I am attaching pictures of my two ewe lambs.  The all white one is Marshmallow and she has "hair" instead of woo.  The other one is Oreo with the wool.








My oldest bottle baby is six weeks old.  I have been weaning him gradually.  He is down to two bottles a day and I am only giving him a half cup each time.  He is eating grass, hay, and feed real well and looks like he doesn't need additional milk.  It will be noisy when you wean them.  
Keep us posted on how she does.


----------



## Beekissed (Mar 20, 2010)

Those are all very pretty lambs!  No advice to offer but just a congrats on your hairy lamb!  

I have St. Croix/Katahdin ewes and will soon be breeding them with a Dorper ram, so I will be having little lambs just like yours in the early fall.  

I _love_ my hair sheeples!


----------



## hooligan (Mar 21, 2010)

Niagara Galloway said:
			
		

> How come you got her so soon - shame she couldnt have some of mums milk for a few days at least. Was she abandoned or a triplet ?????
> Good luck with her hooligan


Her mother wasn't doing well, was older and had mastitis on one side.
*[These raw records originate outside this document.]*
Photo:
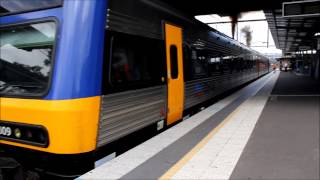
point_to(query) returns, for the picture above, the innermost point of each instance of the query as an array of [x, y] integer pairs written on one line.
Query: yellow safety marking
[[72, 124], [186, 158]]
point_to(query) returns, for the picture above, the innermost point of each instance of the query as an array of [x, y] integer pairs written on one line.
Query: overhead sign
[[301, 8]]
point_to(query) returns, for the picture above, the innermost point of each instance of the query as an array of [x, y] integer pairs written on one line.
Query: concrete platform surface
[[267, 130]]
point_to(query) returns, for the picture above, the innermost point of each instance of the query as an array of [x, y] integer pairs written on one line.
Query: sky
[[259, 29]]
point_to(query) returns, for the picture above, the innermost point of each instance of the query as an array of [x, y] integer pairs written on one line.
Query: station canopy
[[289, 34]]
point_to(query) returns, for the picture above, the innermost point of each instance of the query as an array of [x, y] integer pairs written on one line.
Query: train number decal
[[5, 131]]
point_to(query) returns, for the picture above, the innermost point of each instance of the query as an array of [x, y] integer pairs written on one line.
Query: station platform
[[267, 130]]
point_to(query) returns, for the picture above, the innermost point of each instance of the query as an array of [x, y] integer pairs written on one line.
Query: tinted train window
[[134, 62], [16, 6], [26, 58], [187, 64], [174, 61]]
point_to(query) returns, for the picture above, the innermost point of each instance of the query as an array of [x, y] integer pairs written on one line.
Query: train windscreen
[[16, 6], [26, 58]]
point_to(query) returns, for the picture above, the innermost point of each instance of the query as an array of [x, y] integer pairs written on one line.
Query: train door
[[173, 37]]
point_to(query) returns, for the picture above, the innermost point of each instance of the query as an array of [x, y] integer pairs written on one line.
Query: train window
[[134, 62], [16, 6], [26, 58], [174, 61], [187, 63]]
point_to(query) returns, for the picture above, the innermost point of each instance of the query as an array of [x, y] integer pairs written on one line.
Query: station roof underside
[[289, 34]]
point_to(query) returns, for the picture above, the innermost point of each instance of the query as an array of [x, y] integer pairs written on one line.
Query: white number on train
[[5, 131]]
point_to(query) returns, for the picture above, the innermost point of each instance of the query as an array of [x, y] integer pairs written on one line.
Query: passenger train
[[78, 75]]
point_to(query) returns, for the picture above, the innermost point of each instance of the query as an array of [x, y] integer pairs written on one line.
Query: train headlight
[[24, 133], [17, 133]]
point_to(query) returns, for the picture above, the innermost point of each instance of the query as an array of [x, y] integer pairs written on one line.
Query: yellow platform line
[[186, 158]]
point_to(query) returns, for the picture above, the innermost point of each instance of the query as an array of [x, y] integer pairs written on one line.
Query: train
[[78, 75]]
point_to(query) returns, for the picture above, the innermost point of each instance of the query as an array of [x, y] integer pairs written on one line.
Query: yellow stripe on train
[[72, 124]]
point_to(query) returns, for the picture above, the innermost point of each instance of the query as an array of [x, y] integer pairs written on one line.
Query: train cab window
[[174, 61], [134, 62]]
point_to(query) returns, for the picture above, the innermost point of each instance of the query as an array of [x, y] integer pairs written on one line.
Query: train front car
[[50, 82]]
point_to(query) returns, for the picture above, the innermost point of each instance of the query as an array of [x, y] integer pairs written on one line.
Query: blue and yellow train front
[[50, 80]]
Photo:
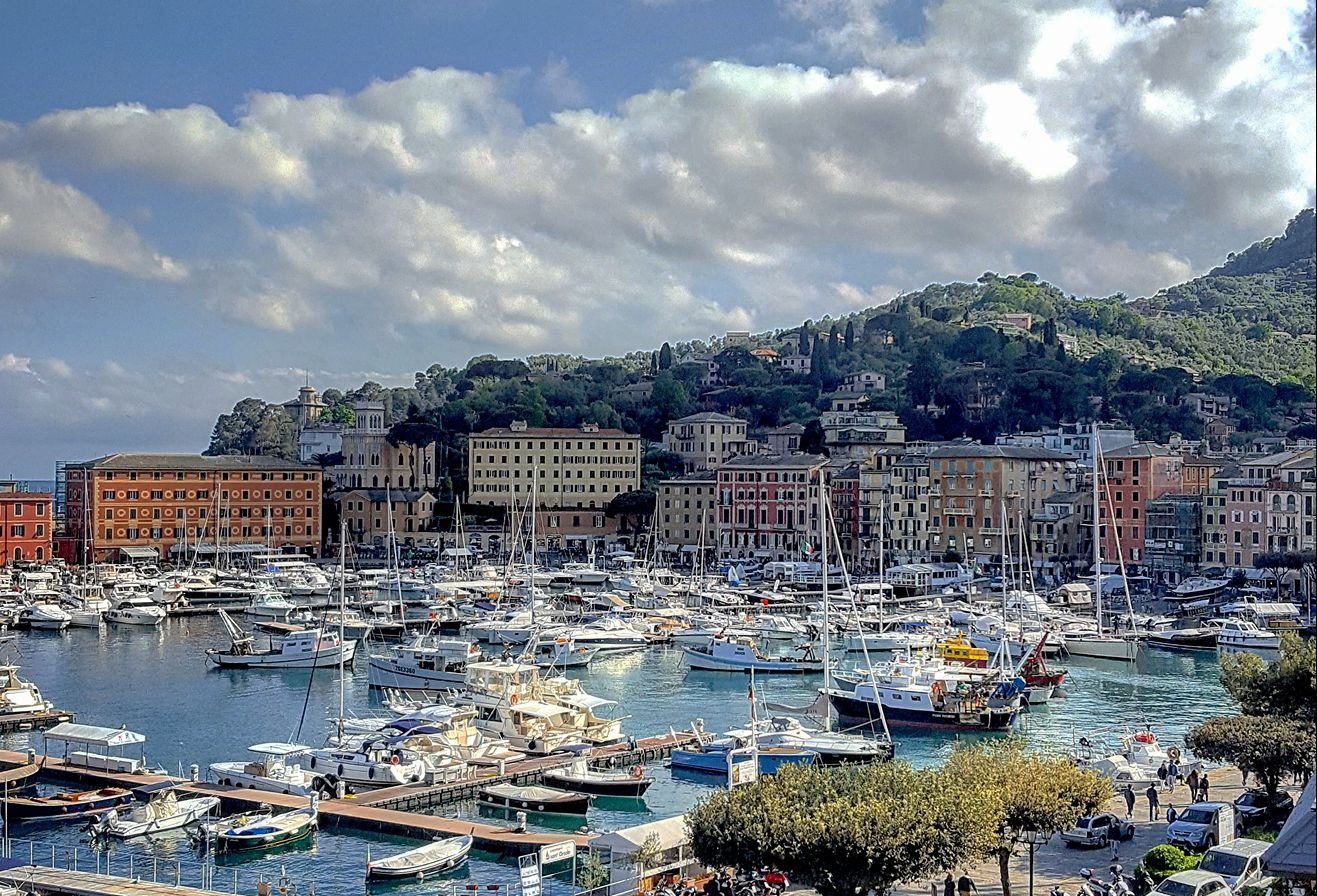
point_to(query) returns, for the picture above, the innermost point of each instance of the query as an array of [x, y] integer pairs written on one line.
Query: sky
[[204, 202]]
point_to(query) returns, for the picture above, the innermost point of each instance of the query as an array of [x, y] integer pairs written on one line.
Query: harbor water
[[157, 681]]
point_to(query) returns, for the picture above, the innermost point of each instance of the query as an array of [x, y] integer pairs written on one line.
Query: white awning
[[94, 735]]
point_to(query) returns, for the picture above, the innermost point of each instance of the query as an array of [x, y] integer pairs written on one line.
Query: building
[[1172, 536], [768, 506], [577, 472], [1131, 477], [977, 492], [152, 506], [686, 514], [706, 440], [25, 525]]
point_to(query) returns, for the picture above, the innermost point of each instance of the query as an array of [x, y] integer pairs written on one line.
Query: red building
[[24, 525], [1133, 476]]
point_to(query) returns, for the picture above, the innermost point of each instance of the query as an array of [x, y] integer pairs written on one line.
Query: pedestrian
[[1129, 800], [1153, 801]]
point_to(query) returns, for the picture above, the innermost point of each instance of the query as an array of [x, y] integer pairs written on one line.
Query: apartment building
[[706, 440], [25, 525], [141, 506], [768, 505]]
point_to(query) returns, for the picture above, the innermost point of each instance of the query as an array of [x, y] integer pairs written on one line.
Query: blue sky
[[198, 202]]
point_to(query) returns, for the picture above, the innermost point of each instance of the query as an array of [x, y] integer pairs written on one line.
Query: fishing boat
[[740, 655], [270, 772], [580, 778], [431, 858], [296, 648], [162, 811], [61, 807], [265, 833], [544, 800]]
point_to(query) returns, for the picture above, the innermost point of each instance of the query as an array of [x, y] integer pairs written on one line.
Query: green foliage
[[1287, 687], [1268, 746]]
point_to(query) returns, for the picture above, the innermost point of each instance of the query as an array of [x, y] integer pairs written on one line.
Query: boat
[[265, 833], [740, 655], [296, 648], [136, 610], [162, 811], [580, 778], [19, 696], [431, 858], [270, 772], [61, 807], [544, 800]]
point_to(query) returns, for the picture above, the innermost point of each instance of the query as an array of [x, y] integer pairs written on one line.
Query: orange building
[[24, 525], [156, 506]]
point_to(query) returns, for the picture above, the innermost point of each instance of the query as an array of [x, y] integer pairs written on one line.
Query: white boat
[[19, 696], [271, 772], [740, 655], [161, 812], [440, 855], [136, 612], [304, 648]]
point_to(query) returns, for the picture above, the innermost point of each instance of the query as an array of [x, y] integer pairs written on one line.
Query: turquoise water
[[157, 681]]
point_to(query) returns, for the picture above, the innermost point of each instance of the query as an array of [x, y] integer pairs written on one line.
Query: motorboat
[[273, 771], [162, 811], [136, 610], [424, 664], [544, 800], [265, 833], [431, 858], [742, 655], [19, 696], [580, 778], [296, 648], [63, 807]]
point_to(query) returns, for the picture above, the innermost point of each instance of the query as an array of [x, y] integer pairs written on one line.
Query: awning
[[94, 735]]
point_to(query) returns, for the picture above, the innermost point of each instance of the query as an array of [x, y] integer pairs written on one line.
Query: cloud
[[55, 220]]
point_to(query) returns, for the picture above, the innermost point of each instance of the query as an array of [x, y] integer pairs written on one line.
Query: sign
[[557, 851], [531, 884]]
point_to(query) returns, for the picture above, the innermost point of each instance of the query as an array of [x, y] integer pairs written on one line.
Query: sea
[[158, 683]]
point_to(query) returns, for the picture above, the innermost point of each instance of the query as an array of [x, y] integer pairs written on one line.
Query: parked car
[[1193, 883], [1238, 863], [1254, 809], [1097, 830]]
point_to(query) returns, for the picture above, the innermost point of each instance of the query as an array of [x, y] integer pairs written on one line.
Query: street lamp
[[1034, 838]]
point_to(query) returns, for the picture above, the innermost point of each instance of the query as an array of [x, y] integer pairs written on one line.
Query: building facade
[[25, 525], [138, 506]]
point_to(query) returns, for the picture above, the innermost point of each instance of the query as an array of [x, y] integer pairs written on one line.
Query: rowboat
[[277, 830], [545, 800], [440, 855]]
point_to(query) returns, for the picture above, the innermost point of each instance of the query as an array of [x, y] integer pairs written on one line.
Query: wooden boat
[[431, 858], [545, 800], [580, 778], [277, 830], [79, 804]]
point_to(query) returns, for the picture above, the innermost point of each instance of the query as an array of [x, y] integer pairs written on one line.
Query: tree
[[842, 830], [1025, 792], [1286, 687], [1267, 746]]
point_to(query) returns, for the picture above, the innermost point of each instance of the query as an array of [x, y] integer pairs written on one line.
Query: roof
[[94, 735], [137, 461], [1295, 851]]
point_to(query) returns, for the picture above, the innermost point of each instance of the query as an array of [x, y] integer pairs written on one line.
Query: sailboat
[[1099, 643]]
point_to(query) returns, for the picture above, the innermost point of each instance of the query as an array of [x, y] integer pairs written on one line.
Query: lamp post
[[1034, 838]]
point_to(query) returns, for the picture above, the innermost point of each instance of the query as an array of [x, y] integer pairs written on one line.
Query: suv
[[1254, 809], [1196, 828], [1238, 863], [1097, 830]]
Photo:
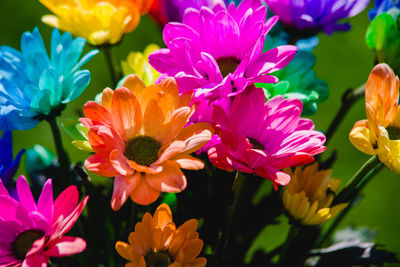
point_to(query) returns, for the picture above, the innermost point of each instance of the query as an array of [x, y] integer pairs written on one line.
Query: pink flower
[[30, 232], [262, 138], [218, 52]]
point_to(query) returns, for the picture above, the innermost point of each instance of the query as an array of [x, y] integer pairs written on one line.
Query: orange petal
[[123, 187], [144, 194], [119, 163], [106, 97], [126, 113], [97, 112], [381, 95], [100, 165], [153, 119], [171, 179], [188, 162], [134, 83]]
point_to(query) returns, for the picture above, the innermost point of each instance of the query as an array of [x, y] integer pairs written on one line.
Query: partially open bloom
[[157, 242], [30, 232], [138, 136], [214, 53], [262, 138], [380, 133], [138, 63], [165, 11], [309, 195], [98, 21], [315, 15], [8, 165], [34, 85]]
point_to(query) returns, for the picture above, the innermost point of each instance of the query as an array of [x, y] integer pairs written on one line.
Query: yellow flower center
[[256, 144], [394, 132], [23, 243], [227, 65], [143, 150], [158, 259]]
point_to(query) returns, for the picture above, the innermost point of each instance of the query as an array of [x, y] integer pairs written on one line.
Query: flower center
[[142, 150], [158, 259], [227, 65], [256, 144], [394, 132], [23, 243]]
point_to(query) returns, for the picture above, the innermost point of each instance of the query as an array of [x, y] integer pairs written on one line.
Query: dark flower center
[[256, 144], [23, 243], [227, 65], [143, 150], [394, 132], [158, 259]]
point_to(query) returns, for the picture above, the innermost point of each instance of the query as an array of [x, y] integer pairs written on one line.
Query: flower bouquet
[[201, 149]]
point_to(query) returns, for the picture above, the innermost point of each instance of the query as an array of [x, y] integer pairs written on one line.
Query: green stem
[[351, 201], [115, 70], [352, 185], [283, 257], [61, 154], [232, 210], [348, 99]]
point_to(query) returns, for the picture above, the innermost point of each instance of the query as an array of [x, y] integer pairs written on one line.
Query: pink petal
[[25, 195], [123, 187], [66, 202], [66, 246], [45, 202]]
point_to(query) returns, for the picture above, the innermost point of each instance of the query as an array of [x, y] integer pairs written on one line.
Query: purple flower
[[218, 52], [8, 166], [313, 16]]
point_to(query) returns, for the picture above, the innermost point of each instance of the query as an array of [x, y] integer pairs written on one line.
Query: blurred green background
[[343, 60]]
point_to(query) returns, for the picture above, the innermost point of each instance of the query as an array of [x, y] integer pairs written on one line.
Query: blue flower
[[8, 166], [34, 85], [382, 6]]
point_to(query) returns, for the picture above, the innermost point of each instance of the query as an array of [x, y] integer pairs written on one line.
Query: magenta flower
[[218, 52], [30, 232], [263, 138]]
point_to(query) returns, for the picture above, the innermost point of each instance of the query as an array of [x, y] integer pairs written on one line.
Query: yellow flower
[[309, 195], [138, 63], [157, 242], [98, 21], [380, 133]]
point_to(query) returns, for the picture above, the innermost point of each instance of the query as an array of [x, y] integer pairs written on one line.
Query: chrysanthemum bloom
[[262, 138], [138, 136], [309, 195], [34, 85], [8, 165], [157, 242], [30, 232], [165, 11], [213, 48], [138, 63], [98, 21], [314, 16], [383, 37], [380, 133]]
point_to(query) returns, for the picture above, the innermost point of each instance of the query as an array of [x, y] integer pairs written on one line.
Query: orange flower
[[157, 242], [138, 136], [380, 134], [98, 21]]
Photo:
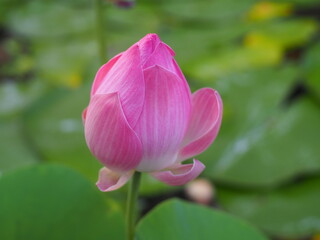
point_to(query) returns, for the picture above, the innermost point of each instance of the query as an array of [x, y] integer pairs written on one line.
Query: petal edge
[[110, 181], [180, 174]]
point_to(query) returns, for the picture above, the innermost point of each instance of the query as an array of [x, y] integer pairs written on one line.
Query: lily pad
[[180, 220], [14, 150], [274, 152], [53, 202], [290, 212]]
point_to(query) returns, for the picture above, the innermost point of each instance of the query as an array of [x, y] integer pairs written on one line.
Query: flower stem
[[101, 40], [131, 205]]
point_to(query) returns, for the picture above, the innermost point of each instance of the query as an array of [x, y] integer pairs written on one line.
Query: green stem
[[131, 205], [101, 40]]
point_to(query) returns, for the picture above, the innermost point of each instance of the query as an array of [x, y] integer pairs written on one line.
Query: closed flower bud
[[143, 117]]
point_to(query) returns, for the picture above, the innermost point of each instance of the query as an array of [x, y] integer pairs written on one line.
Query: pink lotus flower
[[143, 117]]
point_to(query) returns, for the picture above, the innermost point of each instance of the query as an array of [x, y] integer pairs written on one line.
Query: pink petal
[[164, 119], [162, 57], [108, 134], [147, 46], [126, 78], [102, 72], [180, 174], [204, 124], [84, 115], [109, 180]]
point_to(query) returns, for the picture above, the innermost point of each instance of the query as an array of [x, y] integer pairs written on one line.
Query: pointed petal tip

Her brother stayed with the mom, even though the breeder tried to get me to take him as well. Since we live in town, we figured that one would be enough for us.

She-Earl, Your lambs look adorable! When I went to get her I had no idea there were non wool producing sheep and when I asked about when to shear her the breeder had to explain that not all sheep produce wool. LoL

I am planting a variety for green stuff in the yard for her (and possibly a pig that we might be getting), does all this sound okay:
Hairy Vetch
Cinnamon Clover
Red Clover
Alfalfa
Rape
Rye Grass
Any other suggestions?

We have a small yard so she will be mainly on hay with local produce added in on farmers market days.

Anything I should stay away from? I just read that that Azaleas are poisonous to the and I just planted 3-which I will have to dig up when the snow dries up. :/


----------



## aggieterpkatie (Mar 21, 2010)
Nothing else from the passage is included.